RECENSIONE di SERGIO SALVI
«La Marcia di Radetzky», autore Joseph Roth, traduzione di Laura Terreni e Luciano Foà, Adelphi Edizioni, VII edizione Gli Adelphi, gennaio 2005 pp. 424.
Libro acquistato qualche anno fa e messo da parte, in attesa che maturasse il tempo per la lettura.
In una frase: romanzo piacevole e anche utile per comprendere meglio un periodo storico, dalla seconda metà dell’ ‘800 agli inizi del ‘900, spesso frequentato in letteratura, cinema, teatro.
L’autore narra la curiosa saga della famiglia Trotta, sloveni di umili origini, nel tempo dell’irreversibile crisi dell’impero Austro-Ungarico.
L’evento cruciale del romanzo avviene in Italia nel corso della famosa battaglia di Solferino del 24 giugno 1859 (fatto d’armi così cruento da ispirare in un filantropo la necessità di dare assistenza ai feriti, e così nacque la Croce Rossa).

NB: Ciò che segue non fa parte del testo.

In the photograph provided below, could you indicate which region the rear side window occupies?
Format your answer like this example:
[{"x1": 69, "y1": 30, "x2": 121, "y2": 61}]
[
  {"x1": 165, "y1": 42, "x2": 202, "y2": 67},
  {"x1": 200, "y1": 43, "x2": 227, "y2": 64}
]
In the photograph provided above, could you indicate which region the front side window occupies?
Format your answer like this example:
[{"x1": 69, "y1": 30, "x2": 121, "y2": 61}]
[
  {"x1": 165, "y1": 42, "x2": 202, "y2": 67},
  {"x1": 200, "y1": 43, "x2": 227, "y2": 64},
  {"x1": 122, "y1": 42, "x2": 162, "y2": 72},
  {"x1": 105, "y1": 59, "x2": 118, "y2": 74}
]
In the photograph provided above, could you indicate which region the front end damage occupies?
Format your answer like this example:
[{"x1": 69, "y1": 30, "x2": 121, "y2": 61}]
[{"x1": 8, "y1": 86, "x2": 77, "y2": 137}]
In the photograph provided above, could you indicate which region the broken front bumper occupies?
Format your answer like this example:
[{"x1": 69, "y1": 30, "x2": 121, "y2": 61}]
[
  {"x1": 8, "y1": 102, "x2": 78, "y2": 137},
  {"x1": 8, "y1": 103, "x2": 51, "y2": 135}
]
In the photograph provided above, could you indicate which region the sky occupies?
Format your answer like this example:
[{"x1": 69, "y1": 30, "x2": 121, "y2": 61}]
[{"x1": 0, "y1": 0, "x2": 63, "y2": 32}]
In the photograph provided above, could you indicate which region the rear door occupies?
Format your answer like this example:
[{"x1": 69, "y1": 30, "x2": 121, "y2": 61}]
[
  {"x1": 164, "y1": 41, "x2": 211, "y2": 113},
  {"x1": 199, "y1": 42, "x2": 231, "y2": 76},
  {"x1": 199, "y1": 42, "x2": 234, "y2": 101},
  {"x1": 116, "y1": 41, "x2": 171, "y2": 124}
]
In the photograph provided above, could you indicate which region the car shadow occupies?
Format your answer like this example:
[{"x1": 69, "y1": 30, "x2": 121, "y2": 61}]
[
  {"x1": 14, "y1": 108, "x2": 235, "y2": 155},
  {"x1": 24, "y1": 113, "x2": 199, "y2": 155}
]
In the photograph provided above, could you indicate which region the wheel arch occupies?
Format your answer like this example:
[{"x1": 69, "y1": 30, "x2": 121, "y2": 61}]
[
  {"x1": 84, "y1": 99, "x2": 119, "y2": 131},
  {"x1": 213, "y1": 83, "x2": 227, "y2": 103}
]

Durante gli scontri, uno sconosciuto sottotenente della fanteria austriaca, Joseph Trotta, si rese conto che il giovane imperatore Francesco Giuseppe si era imprudentemente esposto al fuoco nemico e, con «l’eterno malanimo dell’ufficiale subalterno di prima linea verso gli alti papaveri dello stato maggiore, che non avevano alcuna idea dell’amara realtà del fronte», afferrò le spalle del monarca, lo gettò terra, ricevendo nella spalla la pallottola «destinata al cuore» di Francesco Giuseppe.
Trotta fu promosso capitano e insignito dell’Ordine di Maria Teresa (massima onorificenza imperiale), gli fu anche assegnato un titolo nobiliare e così iniziò il nuovo casato austriaco «Von Trotta», staccato dagli antenati slavi e contadini; ma Von Trotta non si montò la testa, tutt’altro, rimase una persona sobria e meticolosa. Si infuriò, anzi, quando scoprì, leggendo un testo scolastico del figlio, che il suo atto di eroismo a Solferino era stato romanzato in modo eccessivo. Implacabile, pretese che la descrizione fosse emendata, giungendo a chiederlo allo stesso Imperatore: il dialogo tra i due è una vera e propria chicca.
Il favore imperiale non abbandonò mai l’«Eroe di Solferino» e i suoi discendenti: il figlio Franz, per il quale aveva disposto fosse evitata la carriera militare, un giorno gli chiese il permesso di invitare un amico pittore durante le vacanze estive: la realizzazione del ritratto dell’Eroe è un altro bellissimo passaggio di questo bel romanzo.
Franz Von Trotta fece carriera nell’Imperial-Regia Amministrazione grazie «agli indimenticabili servigi» resi dal padre, e così suo figlio Carl Joseph fu tutelato dalla riconoscenza di Francesco Giuseppe durante la carriera militare, segnata da seri incidenti di percorso. La vita del giovane Von Trotta, privo della fermezza di carattere del nonno e della cieca fiducia del padre nelle «procedure», è lo specchio della progressiva decadenza di un Impero, tenuto insieme soprattutto dal carisma personale di Francesco Giuseppe (deceduto il 21 novembre 1916).
Finale: romanzo a sfondo storico, di ampio respiro e ricco di umanità, e molte pagine sono davvero attuali. L’autore Joseph Roth fu ufficiale dell’esercito austriaco durante la prima Guerra Mondiale e, con l’avvento del nazismo, abbandonò la Germania dove viveva; egli descrive in parte un vissuto personale, senza abbandonarsi a rimpianti o elegie, ma con misurato e piacevole affetto.